A potential limitation to this study is that 07/150 was derived from recipients of adjuvanted whole-virus vaccine but test serum samples were obtained from persons who received plain or adjuvanted split-product vaccines. Interlaboratory agreement improved when NIBRG-14, but not heterologous antigens, was used, which suggests that 07/150 is clade specific. Although no association between vaccine formulation and %GCV was noted in test serum, the quality and cross-reactivity of antibodies induced by whole-virus vaccine may differ from quality and cross-reactivity induced by alternative formulations including adjuvanted, subunit, or recombinant vaccines. To reduce potential variation in antibody isotypes, we obtained day-42 postvaccination samples when possible; however, the avidity of antibody to hemagglutinin or presence of antibody against denatured viral proteins after whole-virus vaccination (20
) could influence the effectiveness of 07/150 against test serum. Differences among vaccine formulations should be examined, if possible, during evaluation of clade 2 standards; however, because production requires substantial donations of plasma, providing separate standards for specific vaccine formulations is impractical.

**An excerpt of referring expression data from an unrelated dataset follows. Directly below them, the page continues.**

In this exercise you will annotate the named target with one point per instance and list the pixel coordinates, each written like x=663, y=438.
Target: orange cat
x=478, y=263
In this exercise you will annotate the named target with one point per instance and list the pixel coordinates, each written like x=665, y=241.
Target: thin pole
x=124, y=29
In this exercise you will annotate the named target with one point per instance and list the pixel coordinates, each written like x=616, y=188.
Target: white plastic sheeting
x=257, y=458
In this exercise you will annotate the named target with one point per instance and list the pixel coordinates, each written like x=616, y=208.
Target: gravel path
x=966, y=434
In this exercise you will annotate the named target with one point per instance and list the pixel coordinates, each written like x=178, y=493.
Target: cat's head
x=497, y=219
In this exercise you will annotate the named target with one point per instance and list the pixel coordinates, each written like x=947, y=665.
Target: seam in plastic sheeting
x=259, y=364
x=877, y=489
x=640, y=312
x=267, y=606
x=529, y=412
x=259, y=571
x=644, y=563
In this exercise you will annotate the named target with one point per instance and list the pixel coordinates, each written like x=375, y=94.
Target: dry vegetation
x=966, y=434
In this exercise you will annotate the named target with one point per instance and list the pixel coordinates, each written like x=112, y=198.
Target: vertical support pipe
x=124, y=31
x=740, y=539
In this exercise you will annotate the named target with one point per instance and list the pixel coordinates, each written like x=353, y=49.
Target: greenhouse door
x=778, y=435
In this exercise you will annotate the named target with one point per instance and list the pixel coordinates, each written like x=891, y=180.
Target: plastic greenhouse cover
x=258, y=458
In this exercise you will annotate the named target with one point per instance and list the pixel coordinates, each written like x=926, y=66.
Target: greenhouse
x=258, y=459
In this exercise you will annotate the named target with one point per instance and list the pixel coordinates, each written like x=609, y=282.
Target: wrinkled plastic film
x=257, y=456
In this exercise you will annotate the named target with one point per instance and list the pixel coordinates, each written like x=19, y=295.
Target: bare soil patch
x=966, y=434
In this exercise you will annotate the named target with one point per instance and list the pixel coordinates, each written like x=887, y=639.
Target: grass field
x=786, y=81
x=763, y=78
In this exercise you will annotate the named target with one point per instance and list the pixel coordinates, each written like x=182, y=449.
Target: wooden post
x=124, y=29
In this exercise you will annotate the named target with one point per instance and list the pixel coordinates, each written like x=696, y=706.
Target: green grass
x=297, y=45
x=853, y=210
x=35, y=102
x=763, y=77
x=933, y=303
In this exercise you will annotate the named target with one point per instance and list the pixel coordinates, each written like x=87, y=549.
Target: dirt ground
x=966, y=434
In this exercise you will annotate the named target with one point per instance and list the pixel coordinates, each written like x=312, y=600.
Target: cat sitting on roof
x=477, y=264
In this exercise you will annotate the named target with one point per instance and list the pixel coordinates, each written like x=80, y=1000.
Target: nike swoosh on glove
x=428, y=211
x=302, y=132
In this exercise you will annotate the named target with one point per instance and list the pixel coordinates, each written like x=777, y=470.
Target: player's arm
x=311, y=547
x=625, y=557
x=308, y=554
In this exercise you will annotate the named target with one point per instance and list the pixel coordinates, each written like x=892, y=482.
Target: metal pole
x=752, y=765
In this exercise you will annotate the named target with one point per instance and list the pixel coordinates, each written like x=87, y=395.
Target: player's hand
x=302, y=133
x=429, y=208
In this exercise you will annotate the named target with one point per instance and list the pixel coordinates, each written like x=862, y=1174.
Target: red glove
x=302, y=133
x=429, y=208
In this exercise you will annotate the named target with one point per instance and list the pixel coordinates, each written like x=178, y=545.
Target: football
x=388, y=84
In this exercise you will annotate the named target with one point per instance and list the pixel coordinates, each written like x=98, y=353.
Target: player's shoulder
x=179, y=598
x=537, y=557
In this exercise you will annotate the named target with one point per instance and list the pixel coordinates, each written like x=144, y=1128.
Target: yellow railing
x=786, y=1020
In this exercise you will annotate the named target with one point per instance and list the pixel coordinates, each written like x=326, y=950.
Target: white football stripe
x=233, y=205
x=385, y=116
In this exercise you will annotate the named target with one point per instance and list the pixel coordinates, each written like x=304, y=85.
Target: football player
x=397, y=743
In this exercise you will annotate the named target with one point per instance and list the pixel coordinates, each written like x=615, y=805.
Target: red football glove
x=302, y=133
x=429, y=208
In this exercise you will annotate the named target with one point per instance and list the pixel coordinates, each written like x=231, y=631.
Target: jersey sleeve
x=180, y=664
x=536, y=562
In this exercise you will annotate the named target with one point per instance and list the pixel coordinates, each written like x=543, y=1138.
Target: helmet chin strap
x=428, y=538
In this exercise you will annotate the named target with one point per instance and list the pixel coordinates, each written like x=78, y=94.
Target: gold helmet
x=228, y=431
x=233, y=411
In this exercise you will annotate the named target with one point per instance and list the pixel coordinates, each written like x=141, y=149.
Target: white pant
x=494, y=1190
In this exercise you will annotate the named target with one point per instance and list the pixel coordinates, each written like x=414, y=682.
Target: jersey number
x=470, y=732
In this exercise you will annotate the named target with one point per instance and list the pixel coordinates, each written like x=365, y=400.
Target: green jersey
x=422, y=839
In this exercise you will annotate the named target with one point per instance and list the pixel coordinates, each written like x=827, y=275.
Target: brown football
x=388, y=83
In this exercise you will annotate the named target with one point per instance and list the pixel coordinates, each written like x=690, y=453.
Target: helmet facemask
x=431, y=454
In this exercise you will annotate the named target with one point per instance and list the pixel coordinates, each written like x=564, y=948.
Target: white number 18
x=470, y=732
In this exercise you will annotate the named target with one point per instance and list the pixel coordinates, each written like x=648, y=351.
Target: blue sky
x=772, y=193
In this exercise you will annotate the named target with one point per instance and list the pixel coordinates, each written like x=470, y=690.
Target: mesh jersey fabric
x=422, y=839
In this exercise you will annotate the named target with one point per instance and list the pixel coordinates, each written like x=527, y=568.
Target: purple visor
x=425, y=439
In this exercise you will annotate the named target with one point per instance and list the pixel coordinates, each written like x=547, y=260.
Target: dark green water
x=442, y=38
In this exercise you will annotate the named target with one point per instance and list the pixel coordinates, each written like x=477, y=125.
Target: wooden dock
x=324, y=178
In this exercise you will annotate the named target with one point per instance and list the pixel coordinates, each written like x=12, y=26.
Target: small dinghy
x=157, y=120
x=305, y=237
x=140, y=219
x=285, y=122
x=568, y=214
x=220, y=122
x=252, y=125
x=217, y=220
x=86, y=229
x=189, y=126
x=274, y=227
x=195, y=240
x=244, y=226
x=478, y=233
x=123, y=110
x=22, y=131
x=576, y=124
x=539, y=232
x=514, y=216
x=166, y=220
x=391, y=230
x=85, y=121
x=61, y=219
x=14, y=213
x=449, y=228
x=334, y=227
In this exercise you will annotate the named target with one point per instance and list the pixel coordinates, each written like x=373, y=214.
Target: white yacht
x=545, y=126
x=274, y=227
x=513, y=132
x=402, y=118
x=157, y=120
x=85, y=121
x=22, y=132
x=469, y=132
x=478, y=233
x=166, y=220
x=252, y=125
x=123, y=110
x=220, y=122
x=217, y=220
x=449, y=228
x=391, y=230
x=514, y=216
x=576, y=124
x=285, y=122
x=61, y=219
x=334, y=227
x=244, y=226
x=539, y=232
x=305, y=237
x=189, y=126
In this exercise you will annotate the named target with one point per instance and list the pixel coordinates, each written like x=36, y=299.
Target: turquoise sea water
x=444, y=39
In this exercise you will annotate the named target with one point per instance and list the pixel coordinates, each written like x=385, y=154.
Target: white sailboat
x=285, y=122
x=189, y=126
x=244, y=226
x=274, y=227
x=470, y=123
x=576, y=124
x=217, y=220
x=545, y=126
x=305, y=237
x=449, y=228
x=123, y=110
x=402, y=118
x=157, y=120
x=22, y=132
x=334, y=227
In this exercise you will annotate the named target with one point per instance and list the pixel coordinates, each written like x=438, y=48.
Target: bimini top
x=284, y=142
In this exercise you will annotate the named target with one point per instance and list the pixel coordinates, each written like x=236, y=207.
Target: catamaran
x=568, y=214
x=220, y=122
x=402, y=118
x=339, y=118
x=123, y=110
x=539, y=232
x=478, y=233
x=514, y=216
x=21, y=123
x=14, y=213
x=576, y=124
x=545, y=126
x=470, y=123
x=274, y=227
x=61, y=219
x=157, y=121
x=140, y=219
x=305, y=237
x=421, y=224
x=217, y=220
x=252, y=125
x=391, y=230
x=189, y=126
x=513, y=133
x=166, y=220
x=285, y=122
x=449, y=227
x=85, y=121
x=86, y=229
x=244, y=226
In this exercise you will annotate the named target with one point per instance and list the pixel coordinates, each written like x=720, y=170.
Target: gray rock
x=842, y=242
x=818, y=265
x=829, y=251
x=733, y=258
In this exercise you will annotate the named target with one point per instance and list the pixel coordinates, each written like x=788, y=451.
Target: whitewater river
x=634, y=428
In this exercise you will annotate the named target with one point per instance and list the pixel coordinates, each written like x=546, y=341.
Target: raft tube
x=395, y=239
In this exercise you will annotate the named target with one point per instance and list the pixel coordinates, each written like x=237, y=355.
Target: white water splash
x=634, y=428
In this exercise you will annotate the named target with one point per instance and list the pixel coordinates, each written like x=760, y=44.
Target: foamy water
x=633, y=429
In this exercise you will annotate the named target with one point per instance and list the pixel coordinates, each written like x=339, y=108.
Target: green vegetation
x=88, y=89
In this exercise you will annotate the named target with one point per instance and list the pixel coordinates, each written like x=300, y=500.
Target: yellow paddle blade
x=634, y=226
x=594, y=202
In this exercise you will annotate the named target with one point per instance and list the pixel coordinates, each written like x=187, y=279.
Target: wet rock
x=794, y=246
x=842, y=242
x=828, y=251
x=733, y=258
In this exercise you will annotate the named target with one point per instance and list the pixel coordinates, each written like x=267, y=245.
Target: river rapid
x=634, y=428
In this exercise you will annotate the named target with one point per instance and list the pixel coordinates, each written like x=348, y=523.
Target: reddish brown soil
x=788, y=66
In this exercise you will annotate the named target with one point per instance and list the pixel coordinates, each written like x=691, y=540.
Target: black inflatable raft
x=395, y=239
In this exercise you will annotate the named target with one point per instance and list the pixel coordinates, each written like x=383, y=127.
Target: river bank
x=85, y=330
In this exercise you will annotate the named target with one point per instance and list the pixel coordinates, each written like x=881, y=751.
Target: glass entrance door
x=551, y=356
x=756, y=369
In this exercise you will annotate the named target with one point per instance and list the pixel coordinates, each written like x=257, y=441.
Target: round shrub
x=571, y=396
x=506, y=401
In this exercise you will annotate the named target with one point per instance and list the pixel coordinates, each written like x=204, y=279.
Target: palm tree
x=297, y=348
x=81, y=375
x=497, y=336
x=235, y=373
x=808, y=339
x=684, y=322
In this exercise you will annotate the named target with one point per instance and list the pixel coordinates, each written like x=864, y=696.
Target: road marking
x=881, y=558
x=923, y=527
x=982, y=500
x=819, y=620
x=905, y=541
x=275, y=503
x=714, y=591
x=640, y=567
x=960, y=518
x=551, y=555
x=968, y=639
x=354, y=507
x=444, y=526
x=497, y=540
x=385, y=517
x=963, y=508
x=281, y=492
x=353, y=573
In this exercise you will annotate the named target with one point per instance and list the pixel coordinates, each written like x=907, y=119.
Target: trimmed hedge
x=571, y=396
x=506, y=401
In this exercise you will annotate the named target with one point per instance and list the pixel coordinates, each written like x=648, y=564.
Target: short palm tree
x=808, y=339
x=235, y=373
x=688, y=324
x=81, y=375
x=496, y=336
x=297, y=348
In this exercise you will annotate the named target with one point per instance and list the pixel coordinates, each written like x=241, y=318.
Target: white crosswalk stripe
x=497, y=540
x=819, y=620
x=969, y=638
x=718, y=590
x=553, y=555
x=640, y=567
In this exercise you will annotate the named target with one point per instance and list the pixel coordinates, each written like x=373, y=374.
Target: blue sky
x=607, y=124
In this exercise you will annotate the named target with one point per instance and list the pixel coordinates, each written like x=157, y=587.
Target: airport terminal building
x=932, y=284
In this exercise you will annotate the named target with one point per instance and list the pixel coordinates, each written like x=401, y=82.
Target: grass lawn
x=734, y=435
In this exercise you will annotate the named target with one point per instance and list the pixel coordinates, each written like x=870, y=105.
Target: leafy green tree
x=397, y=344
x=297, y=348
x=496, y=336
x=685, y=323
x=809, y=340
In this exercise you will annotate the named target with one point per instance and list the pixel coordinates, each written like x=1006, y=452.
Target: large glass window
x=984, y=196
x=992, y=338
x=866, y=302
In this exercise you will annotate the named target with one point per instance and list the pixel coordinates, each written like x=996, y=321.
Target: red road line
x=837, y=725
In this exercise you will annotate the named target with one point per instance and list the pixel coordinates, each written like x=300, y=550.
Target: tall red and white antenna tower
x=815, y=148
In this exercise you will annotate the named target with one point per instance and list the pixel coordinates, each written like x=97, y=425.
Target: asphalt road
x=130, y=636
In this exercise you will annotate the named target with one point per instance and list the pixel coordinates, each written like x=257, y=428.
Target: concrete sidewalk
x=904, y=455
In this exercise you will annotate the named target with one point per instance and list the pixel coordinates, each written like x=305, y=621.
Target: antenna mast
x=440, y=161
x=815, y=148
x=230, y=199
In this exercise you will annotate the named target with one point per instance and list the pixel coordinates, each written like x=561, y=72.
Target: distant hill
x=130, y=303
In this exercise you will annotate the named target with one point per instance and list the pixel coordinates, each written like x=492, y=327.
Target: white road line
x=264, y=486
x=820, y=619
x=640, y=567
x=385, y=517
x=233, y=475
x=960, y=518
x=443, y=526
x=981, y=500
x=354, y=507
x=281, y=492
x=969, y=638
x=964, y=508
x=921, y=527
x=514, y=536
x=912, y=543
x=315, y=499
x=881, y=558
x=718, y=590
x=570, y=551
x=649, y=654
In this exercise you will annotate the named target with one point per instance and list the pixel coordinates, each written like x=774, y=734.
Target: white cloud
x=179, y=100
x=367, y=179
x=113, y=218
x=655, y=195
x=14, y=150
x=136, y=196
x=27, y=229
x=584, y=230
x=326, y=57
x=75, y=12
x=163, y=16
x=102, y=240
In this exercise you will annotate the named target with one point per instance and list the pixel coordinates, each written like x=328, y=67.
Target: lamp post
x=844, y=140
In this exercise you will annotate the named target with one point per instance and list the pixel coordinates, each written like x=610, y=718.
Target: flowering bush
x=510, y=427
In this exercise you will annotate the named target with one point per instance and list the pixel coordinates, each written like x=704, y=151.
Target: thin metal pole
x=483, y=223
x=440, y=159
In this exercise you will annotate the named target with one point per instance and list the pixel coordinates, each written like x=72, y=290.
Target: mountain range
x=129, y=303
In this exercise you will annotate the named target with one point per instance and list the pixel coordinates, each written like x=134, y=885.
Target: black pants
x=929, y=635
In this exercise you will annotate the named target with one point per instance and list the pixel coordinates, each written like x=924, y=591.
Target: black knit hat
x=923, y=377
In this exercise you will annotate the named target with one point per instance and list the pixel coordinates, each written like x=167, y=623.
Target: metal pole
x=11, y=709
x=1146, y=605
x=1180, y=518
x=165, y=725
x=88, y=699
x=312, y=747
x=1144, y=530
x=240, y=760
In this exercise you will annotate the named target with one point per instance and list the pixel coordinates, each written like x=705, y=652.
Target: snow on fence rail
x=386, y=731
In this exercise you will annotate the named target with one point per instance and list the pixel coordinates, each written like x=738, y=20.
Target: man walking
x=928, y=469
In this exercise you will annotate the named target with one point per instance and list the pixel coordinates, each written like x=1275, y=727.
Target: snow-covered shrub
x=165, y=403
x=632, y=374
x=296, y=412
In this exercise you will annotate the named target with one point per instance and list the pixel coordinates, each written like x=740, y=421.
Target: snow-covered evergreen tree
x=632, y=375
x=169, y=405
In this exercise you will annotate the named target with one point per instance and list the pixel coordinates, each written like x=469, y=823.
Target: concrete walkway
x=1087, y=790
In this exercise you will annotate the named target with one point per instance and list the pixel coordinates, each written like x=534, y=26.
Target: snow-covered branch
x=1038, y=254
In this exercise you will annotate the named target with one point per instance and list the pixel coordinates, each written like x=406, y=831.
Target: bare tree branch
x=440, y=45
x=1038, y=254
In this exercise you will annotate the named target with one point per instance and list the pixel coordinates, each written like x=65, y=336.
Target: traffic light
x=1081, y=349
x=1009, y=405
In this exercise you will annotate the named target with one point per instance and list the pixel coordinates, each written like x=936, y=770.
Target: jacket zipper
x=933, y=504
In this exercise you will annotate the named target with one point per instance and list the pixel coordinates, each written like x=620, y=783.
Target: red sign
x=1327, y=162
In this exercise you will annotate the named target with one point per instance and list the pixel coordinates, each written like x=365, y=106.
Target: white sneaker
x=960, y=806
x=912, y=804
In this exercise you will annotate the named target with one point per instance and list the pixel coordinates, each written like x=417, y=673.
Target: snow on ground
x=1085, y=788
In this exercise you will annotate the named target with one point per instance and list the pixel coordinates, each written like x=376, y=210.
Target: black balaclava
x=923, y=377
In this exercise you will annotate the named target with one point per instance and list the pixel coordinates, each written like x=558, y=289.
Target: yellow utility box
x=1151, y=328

The overall reproducibility of sheep antiserum raised against clade 1 H5 hemagglutinin was poor; reported titers ranged widely. Because some laboratories failed to detect antibodies in sheep antiserum, the expression of relative titers did not reduce %GCV. When these laboratories were excluded from analysis, sheep serum improved interlaboratory agreement to NIBRG-14 by hHI but not by neutralization or for clade 2 antigens. This finding suggests that if assays can detect antibodies, sheep antiserum is a useful internal control; however, its role as an international standard is limited if some hHI assays appear unable to detect antibody titers. The reason for this discrepancy is unexplained because no clear association with assay method has been found. The antibody repertoire induced by cleaved hemagglutinin in Freund adjuvant in sheep antiserum will differ from that induced in humans by purified antigens. An alternative animal source and/or production method may be more reliable.
The World Health Organization Expert Committee on Biologic Standards has accepted 07/150 as an antibody standard for clade 1 H5 hemagglutinin and has assigned an arbitrary value of 1,000 IU. The assigned value of 1,000 IU is equivalent to an hHI titer of 140 (i.e., GMT to NIBRG-14 found across study laboratories), giving a seroprotective titer for 07/150 of ≈285 IU. For neutralization, a standard value of 1,000 IU for 07/150 would be equivalent to a neutralization GMT of 518. Because the relationship between hHI and neutralization is inconsistent and immune correlates are lacking, assigning a seroprotective level to neutralization is not possible. Useful information may be obtained by retesting serum from completed trials of clade 1 subtype H5N1 vaccine candidates against 07/150. Regulators will be required to discuss the interpretation of a standard before vaccine licensure for clinical use.
For standardizing serologic assays that use different influenza (H5N1) clades, a reliable animal serum source would be most convenient, but failure of some laboratories to detect antibody in sheep antiserum limits their use. The production of clade-specific standards for subtype H5 viruses will require human plasma donations, which can only be produced after initial clinical trials have been conducted. This requirement must be considered in future vaccine studies.